I giuochi sono fatti. Le liste elettorali una realtà. I giorni febbrili in cui i “capi” cercavano un nome, un volto significativo da inserire in “lista” per attirare consensi – al partito s’intende ma soprattutto a loro stessi – sono alle spalle. Ora bisogna fare campagna elettorale con tutti i mezzi possibili per vincere, vincere, vincere!
C’è chi pensa alle elezioni Europee del 2014 sperando che il miracolo di allora si ripeta. Certo ci fantastica il segretario del Pd Matteo Renzi che in quella tornata elettorale fece “Bingo”, sfiorando il 41% dei consensi. Con il risultato di allora riscatterebbe la tanto criticata legge elettorale, il Rosatellum, e ritornerebbe a Palazzo Chigi.
Anche Matteo Salvini pensa e spera nell’esito di quelle elezioni. Allora la Lega realizzò un balzo in avanti del 6,2 per cento. Un salto in alto così metterebbe finalmente – per lui – fuori gioco l’ex Cavaliere e lo costringerebbe a meditare sul ritiro dalla scena politica. Sarebbe lui il “Dux” del centro-destra che indubbiamente, a suo avviso, una volta a capo del governo riuscirebbe a raddrizzare l’Italia. Fino all’ultimo non si è pronunciato per il ritorno in Parlamento dell’Umberto, fondatore della Lega. Non candidarlo poteva consentire a qualcuno – Berlusconi per primo – di gettare a mare scialuppe di salvataggio. Poi Salvini si è convinto che era troppo rischioso lasciare a piedi il Senatur Bossi, meglio metterlo in lista con la speranza di un flop.
Sulle Europee del 2014 non la pensano allo stesso modo Silvio Berlusconi e Luigi Di Maio. Entrambi fanno gli scongiuri rimuginando i risultati dell’anno da dimenticare.
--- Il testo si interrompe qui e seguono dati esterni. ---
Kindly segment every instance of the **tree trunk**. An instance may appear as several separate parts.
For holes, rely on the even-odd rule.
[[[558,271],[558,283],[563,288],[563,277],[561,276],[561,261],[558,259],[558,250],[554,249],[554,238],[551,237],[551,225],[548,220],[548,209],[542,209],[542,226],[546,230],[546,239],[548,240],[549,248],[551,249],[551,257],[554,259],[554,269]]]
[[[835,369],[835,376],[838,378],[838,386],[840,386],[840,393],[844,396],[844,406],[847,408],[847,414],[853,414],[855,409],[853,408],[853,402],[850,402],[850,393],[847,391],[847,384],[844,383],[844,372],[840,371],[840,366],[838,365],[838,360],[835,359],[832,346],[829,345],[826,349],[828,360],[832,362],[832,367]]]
Tonfo di Forza Italia al 16,8% e il MoVimento si ferma a poco più del 21%. Altri tempi. Sono passati da quelle elezioni solo quattro anni, ma tutto è cambiato.
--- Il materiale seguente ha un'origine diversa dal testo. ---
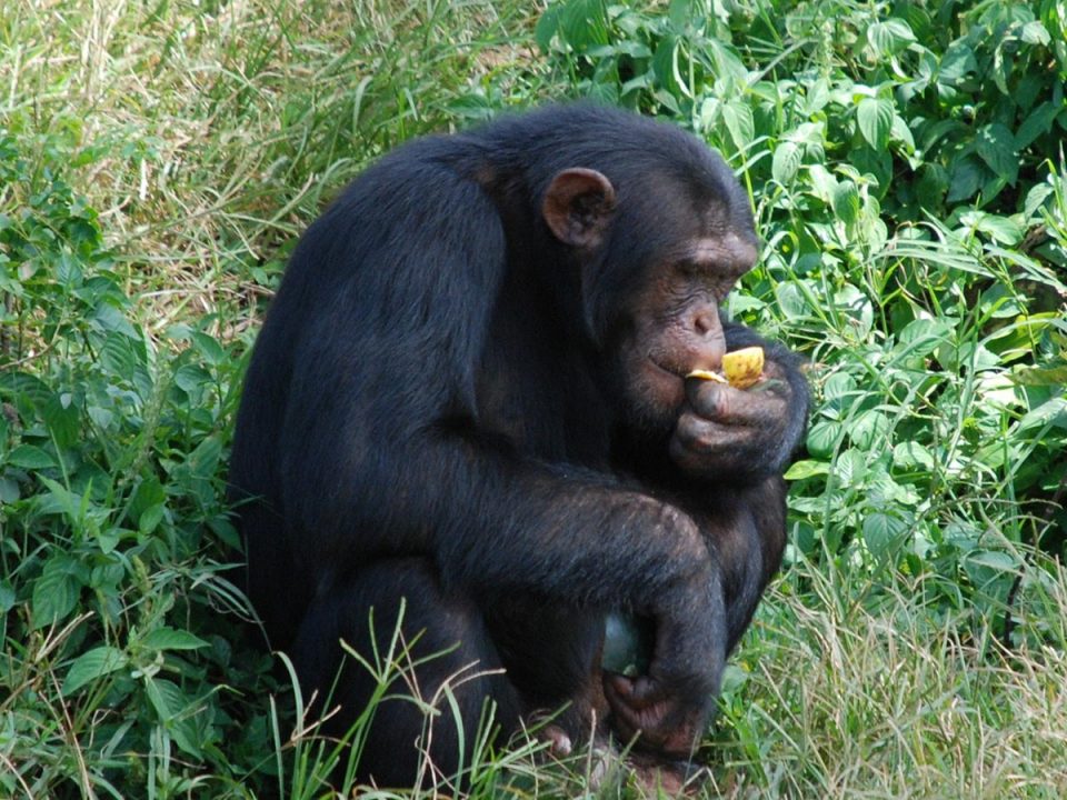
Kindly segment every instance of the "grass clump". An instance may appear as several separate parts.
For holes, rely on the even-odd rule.
[[[231,582],[243,357],[369,160],[581,96],[722,150],[765,241],[732,312],[812,364],[708,793],[1061,797],[1065,41],[1064,0],[6,6],[0,794],[329,796]],[[471,793],[594,792],[534,750]]]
Il criterio adottato un po’ da tutte le forze politiche per scegliere i candidati, oltre a caratteristiche personali attrattive per l’elettorato, è stato quello della “fedeltà”. Non alle idee base su cui si fonda il partito o il movimento, ma a chi lo rappresenta, a chi è al vertice. Così si spiegano le notti insonni dei leader a leggere sequele di candidature e mettere la crocetta del “sì” su quelle di loro personale gradimento, con incavolature plateali degli esclusi e dei “capi corrente”. E la rappresentatività, l’impegno sul territorio, nel sociale per il “bene comune”? Se questi elementi ci sono, ben vengano, ma prima di tutto non “lealtà”, ma “fedeltà” totale al segretario, presidente, o padrone pro-tempore che sia della forza politica. Così si eviteranno, secondo alcuni, i tanti cambi di casacca avvenuti dall’inizio della legislatura, più di 560 tra Camera e Senato, anche dopo che Mattarella aveva sciolto le Camere. E pensare che i costituenti, con l’articolo 67, volevano proprio evitare che i parlamentari fossero tra l’altro sotto pressione dei capi partito: “Ogni membro del Parlamento rappresenta la Nazione ed esercita le sue funzioni senza vincolo di mandato”. Il ragionamento che allora fecero i costituenti si basava tra l’altro sulla parola “lealtà” al partito di provenienza degli eletti ma soprattutto verso la Nazione. Insomma, l’eletto doveva svolgere il suo ruolo avendo ben in mente le idee forza per cui era stato eletto, ma tutto finalizzato al bene supremo del Paese, senza alcun vincolo di sorta.
Un tempo il possibile candidato guardava in primis alla sua realtà territoriale. Era là il terreno di coltura della propria candidatura. Era impegnato nel sociale, aveva dei meriti di diverso tipo verso la comunità locale. Per questo veniva scelto dai vertici dei partiti. Le “preferenze” erano importanti per il successo, anche se a volte diventavano strumenti di clientelismo.
Le forze politiche avevano sul territorio tante sedi ed attivisti che con capillarità diffondevano il “verbo”, le posizioni politiche, la visione della società. I tesserati, al di là dei voti, erano le basi solide su cui contare per vincere, non solo le elezioni, ma il confronto sulla “gestione della città”, cioè sulla politica. Altri tempi? Se si punta tutto sui messaggi mediatici, sul fascino del capo, si riesce pure a vincere, ma basta un nonnulla per far cadere il castello d’immagine. La storia politica di Antonio Di Pietro ne è un esempio. La “mediaticità” che esalta oltre misura ma poi, con una semplice ben fatta intervista, tutto fa crollare.